Agronegócio poderá usar linha de crédito do FAT para inovação e digitalização

Foto: Canva

O crédito do FAT para inovação no agronegócio foi ampliado pelo Conselho Monetário Nacional (CMN) e agora poderá beneficiar produtores rurais, pescadores, aquicultores e empresários individuais. A medida autoriza o uso da linha de financiamento para compra de máquinas, modernização tecnológica e digitalização das atividades produtivas.

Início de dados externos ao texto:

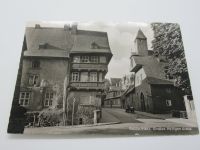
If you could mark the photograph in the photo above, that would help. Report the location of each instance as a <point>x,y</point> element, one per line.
<point>102,79</point>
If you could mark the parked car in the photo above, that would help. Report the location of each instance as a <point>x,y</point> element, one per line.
<point>130,109</point>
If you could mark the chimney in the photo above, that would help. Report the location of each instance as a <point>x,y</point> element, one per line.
<point>74,28</point>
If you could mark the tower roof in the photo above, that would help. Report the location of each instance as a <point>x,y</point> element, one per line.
<point>140,35</point>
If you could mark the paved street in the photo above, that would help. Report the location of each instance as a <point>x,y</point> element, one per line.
<point>119,115</point>
<point>116,121</point>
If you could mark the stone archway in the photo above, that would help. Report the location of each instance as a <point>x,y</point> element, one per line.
<point>142,100</point>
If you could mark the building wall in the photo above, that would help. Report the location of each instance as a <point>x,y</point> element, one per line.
<point>139,77</point>
<point>134,97</point>
<point>162,93</point>
<point>113,103</point>
<point>52,71</point>
<point>87,97</point>
<point>155,98</point>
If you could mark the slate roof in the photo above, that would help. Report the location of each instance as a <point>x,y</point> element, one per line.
<point>47,53</point>
<point>84,39</point>
<point>156,81</point>
<point>115,81</point>
<point>56,37</point>
<point>61,39</point>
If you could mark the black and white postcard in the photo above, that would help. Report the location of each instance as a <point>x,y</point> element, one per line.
<point>98,78</point>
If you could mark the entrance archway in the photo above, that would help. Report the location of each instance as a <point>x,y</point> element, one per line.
<point>143,107</point>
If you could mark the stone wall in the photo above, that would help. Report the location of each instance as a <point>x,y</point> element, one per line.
<point>52,72</point>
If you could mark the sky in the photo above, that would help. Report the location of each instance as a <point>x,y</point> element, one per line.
<point>121,38</point>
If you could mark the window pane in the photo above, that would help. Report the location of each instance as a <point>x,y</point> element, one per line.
<point>100,77</point>
<point>21,101</point>
<point>26,102</point>
<point>51,96</point>
<point>93,76</point>
<point>27,95</point>
<point>76,59</point>
<point>35,64</point>
<point>85,59</point>
<point>30,81</point>
<point>22,95</point>
<point>102,59</point>
<point>50,102</point>
<point>75,76</point>
<point>47,95</point>
<point>46,103</point>
<point>94,59</point>
<point>84,76</point>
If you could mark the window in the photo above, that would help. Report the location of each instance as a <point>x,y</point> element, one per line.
<point>84,76</point>
<point>85,59</point>
<point>48,99</point>
<point>75,76</point>
<point>94,59</point>
<point>93,76</point>
<point>35,64</point>
<point>102,59</point>
<point>80,121</point>
<point>33,79</point>
<point>76,59</point>
<point>24,98</point>
<point>168,103</point>
<point>100,77</point>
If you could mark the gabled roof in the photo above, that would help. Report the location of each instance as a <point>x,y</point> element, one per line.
<point>56,37</point>
<point>140,35</point>
<point>62,39</point>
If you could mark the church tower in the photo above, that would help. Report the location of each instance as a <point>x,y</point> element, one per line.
<point>141,44</point>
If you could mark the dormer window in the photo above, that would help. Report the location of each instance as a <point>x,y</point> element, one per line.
<point>35,64</point>
<point>43,45</point>
<point>95,45</point>
<point>84,59</point>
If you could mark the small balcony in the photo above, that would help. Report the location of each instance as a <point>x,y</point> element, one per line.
<point>90,66</point>
<point>87,85</point>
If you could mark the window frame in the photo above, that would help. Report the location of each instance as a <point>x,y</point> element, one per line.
<point>78,59</point>
<point>34,80</point>
<point>76,77</point>
<point>94,59</point>
<point>93,77</point>
<point>168,102</point>
<point>24,99</point>
<point>84,59</point>
<point>48,101</point>
<point>35,64</point>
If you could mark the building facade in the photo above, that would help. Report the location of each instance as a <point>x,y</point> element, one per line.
<point>153,91</point>
<point>58,60</point>
<point>113,96</point>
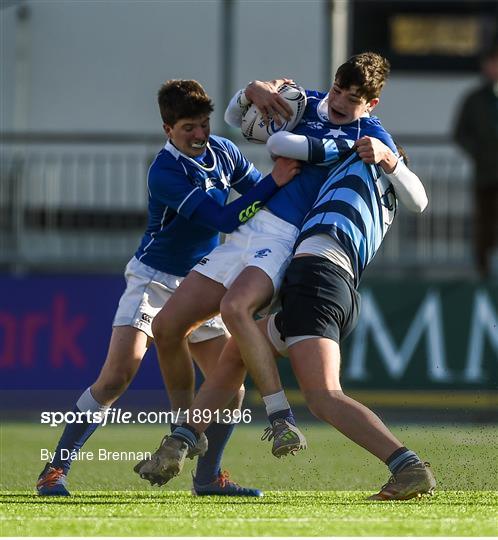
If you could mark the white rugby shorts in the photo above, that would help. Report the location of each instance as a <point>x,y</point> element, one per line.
<point>147,290</point>
<point>265,241</point>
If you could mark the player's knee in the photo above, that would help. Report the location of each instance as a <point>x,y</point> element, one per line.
<point>113,386</point>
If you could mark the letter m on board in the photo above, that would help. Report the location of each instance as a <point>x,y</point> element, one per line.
<point>427,320</point>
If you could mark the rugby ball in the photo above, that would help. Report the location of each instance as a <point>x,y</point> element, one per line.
<point>255,130</point>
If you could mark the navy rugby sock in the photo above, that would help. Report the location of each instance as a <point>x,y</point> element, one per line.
<point>209,465</point>
<point>400,459</point>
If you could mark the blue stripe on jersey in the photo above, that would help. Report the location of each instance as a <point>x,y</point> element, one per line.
<point>349,209</point>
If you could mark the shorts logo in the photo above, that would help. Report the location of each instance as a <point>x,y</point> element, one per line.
<point>262,253</point>
<point>249,211</point>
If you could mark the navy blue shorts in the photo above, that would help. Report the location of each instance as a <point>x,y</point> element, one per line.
<point>318,299</point>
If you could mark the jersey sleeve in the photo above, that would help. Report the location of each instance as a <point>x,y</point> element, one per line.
<point>408,187</point>
<point>310,149</point>
<point>227,218</point>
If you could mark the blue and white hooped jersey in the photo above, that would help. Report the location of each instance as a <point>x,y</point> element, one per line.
<point>177,185</point>
<point>292,202</point>
<point>356,206</point>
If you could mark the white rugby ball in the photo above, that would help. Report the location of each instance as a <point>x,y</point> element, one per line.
<point>255,130</point>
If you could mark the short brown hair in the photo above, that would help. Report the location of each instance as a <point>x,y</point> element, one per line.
<point>368,71</point>
<point>180,98</point>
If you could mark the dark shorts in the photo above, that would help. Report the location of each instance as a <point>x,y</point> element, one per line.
<point>318,299</point>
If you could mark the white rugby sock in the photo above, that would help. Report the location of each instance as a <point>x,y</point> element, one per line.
<point>276,402</point>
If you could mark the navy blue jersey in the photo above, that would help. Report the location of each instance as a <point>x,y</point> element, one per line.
<point>330,143</point>
<point>356,206</point>
<point>177,186</point>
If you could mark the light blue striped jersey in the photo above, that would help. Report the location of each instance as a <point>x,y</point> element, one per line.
<point>329,143</point>
<point>355,206</point>
<point>177,185</point>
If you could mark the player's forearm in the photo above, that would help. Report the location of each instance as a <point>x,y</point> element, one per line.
<point>408,187</point>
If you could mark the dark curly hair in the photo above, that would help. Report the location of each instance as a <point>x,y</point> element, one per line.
<point>179,98</point>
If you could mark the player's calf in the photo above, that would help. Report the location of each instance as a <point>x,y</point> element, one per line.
<point>287,438</point>
<point>168,460</point>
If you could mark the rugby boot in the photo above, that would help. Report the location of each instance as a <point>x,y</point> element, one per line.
<point>225,487</point>
<point>52,482</point>
<point>413,481</point>
<point>165,463</point>
<point>287,439</point>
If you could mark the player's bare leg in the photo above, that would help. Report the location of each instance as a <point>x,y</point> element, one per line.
<point>169,458</point>
<point>252,290</point>
<point>318,378</point>
<point>127,348</point>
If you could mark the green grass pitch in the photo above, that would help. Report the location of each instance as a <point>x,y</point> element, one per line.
<point>320,492</point>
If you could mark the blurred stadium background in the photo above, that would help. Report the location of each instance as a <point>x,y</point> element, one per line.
<point>79,126</point>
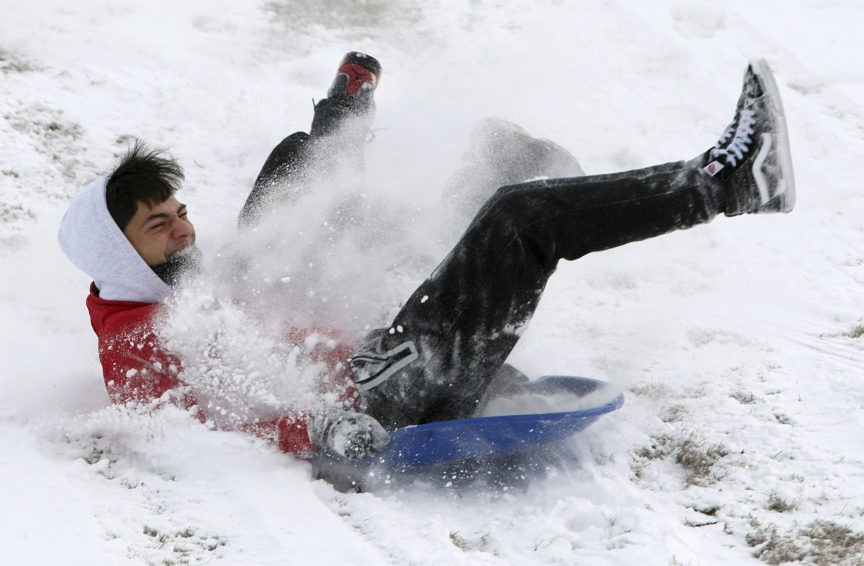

Segundo o governo federal, os recursos do Fundo de Amparo ao Trabalhador (FAT) serão operados pelo Banco Nacional de Desenvolvimento Econômico e Social (BNDES), que fará os empréstimos com juros subsidiados para estimular investimentos no setor produtivo.

Antes da decisão, as operações eram restritas a empresas formalmente organizadas. Com a mudança aprovada pelo CMN, pessoas físicas e empresários individuais também passam a ter acesso às linhas de financiamento voltadas à inovação.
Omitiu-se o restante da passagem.